FIGURE 3.

Mutations on WNV NS4A or NS4B can modulate the induction of LC3 modification and aggregation in cells infected with WNV. (A) Growth curves of recombinant WNV recovered from infectious cDNA clone pFLWNV (WT) or its derivatives carrying amino acid substitutions NS4A V67I, NS4B I240M or NS4A V67I + NS4B I240M. Vero cells were infected (MOI of 0.5 PFU/cell) with the viruses and the supernatant virus yield was determined at different times p.i. (B) Visualization of autophagosome formation by LC3 aggregation in cells infected with the viruses displayed in panel (A). Vero cells were transfected with a plasmid encoding GFP-LC3 and 24 h post-transfection were infected (MOI of 5 PFU/cell), fixed and processed for immunofluorescence analysis as described in the legend for Figure 1. Scale bars: 10 μm. (C) The number of fluorescent aggregates on the cytoplasm of cells infected in (B) was determined.
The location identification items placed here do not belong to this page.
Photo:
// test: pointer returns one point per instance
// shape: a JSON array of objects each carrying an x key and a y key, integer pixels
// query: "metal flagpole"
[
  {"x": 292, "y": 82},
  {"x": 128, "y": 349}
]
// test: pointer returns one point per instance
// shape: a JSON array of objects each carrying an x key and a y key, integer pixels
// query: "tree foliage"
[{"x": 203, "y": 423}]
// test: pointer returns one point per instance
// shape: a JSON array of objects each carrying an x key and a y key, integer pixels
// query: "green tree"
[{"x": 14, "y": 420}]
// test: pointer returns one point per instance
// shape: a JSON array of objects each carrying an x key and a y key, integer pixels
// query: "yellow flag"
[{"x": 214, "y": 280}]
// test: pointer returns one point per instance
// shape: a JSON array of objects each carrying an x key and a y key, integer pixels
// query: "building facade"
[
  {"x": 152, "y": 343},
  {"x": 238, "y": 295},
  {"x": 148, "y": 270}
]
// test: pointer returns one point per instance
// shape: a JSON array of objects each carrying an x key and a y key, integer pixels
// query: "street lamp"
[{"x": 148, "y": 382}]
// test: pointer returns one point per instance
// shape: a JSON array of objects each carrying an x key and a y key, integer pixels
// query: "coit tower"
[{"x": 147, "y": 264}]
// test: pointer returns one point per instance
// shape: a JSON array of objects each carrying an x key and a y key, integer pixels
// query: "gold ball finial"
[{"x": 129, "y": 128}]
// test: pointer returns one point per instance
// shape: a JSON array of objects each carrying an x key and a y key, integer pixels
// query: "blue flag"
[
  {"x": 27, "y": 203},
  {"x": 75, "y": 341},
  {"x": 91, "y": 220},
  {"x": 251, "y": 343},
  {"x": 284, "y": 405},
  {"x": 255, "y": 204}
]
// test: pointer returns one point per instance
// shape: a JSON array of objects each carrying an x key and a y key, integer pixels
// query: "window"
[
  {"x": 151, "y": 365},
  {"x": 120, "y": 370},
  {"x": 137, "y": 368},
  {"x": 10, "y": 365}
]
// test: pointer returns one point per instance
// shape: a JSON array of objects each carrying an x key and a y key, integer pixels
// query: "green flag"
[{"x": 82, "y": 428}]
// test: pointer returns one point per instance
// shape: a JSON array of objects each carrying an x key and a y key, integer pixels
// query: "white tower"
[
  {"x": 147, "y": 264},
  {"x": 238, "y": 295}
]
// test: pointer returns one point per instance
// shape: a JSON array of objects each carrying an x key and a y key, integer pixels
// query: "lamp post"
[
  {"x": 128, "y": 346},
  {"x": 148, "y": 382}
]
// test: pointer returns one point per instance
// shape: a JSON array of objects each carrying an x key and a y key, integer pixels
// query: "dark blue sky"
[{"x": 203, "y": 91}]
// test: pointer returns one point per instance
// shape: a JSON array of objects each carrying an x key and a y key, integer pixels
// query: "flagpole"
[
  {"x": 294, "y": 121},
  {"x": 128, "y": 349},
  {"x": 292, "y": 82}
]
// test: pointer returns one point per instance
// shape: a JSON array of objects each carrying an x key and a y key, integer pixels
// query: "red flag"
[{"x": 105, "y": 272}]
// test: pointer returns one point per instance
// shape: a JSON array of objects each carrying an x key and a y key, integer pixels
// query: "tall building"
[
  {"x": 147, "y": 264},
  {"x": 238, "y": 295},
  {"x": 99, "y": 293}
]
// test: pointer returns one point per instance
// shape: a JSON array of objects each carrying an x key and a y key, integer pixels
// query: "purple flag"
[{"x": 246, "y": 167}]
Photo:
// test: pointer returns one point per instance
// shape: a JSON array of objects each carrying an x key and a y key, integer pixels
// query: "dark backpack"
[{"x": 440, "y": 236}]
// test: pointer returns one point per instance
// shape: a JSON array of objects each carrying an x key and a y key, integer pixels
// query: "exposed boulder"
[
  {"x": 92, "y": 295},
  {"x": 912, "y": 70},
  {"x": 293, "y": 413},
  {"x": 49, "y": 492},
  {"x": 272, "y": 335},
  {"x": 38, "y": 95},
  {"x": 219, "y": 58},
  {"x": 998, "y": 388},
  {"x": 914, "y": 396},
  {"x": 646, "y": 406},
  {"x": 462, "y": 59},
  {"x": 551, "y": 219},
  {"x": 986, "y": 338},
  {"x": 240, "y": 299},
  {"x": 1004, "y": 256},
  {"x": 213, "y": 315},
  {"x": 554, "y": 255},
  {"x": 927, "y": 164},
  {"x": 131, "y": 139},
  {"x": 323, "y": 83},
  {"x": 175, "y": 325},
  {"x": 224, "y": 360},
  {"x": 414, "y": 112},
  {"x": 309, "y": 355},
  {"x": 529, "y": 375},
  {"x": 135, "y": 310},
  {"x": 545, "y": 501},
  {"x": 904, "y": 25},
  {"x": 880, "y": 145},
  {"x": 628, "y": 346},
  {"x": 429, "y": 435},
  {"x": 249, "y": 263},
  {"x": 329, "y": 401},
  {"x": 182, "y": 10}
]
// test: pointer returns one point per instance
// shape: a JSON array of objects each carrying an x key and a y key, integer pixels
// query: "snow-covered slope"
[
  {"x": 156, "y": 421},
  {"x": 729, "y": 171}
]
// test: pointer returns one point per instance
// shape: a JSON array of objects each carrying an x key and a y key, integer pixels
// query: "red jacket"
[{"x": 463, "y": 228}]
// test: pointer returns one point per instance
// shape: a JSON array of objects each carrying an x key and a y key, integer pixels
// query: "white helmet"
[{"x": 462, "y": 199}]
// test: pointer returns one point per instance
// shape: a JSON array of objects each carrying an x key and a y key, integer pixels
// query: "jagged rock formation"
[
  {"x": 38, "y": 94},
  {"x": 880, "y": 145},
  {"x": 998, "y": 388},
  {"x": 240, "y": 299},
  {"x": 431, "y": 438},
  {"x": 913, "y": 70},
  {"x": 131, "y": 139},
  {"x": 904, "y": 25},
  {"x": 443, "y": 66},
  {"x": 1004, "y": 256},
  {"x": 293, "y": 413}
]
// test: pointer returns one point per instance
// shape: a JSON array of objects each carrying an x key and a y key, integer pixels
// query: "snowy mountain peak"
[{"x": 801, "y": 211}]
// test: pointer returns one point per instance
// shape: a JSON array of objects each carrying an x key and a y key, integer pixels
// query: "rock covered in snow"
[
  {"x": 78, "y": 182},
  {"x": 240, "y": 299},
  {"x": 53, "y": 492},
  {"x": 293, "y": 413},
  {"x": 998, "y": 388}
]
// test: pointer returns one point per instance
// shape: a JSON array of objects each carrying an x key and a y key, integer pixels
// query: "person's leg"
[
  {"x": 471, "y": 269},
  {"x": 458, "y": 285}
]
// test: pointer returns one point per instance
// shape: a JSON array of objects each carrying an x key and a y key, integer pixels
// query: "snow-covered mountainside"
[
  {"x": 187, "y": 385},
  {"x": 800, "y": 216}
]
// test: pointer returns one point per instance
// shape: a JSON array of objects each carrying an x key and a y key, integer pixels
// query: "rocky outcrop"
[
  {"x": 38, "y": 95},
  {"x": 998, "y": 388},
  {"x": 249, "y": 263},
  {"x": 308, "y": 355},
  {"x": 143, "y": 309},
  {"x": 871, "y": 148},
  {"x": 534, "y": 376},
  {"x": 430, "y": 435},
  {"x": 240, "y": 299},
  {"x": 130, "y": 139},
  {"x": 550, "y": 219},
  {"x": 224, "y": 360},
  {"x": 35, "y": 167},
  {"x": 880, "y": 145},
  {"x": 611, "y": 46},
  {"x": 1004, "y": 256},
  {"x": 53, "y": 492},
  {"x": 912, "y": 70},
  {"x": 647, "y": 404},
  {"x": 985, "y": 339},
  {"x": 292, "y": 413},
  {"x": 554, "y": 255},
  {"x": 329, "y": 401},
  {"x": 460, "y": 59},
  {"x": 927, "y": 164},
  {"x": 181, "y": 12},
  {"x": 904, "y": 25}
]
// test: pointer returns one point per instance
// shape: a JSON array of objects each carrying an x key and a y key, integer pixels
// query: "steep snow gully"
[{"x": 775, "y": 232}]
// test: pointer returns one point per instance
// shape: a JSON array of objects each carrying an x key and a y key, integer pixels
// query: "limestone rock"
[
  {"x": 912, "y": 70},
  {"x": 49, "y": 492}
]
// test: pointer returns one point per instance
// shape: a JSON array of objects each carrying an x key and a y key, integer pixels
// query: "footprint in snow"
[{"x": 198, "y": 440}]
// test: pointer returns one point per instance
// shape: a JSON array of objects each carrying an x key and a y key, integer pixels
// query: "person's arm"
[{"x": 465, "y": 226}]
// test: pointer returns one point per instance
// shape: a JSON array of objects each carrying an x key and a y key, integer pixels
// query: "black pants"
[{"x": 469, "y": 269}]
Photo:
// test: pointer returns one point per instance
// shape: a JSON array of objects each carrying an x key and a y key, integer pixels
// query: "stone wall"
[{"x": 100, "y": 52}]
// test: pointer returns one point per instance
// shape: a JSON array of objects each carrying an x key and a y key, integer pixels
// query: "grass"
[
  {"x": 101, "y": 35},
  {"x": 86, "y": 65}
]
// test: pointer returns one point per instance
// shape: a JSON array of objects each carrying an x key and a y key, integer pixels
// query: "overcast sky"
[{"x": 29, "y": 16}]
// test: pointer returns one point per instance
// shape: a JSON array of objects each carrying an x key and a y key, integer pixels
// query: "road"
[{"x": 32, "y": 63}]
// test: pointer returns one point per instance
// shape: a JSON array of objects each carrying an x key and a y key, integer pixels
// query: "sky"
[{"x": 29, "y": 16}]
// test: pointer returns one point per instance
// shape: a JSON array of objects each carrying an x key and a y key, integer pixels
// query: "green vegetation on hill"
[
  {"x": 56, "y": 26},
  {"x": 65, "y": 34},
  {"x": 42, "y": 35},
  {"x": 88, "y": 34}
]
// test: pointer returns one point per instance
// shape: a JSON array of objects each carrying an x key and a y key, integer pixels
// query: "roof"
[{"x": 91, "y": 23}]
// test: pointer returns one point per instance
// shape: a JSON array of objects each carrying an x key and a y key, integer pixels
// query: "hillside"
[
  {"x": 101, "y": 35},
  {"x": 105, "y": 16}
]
Dashed line indicates the mean number of GFP puncta aggregates found in uninfected cells. (D) Analysis of LC3 modification following infection with recombinant WNVs. Vero cells were infected (MOI of 0.5 PFU/cell) and lysed at 1 or 24 h p.i. Western blot analysis was performed as described in the legend of Figure 1. (E) Quantification of the fold change on LC3-II/actin from 1 to 24 h p.i. Results are product of three independent western blots similar to that displayed in panel (D). Statistically significant differences between infected and uninfected cells, or cells infected with WT and mutant viruses, are denoted by two asterisks (**) for P < 0.005. n.s. denotes not statistically significant differences.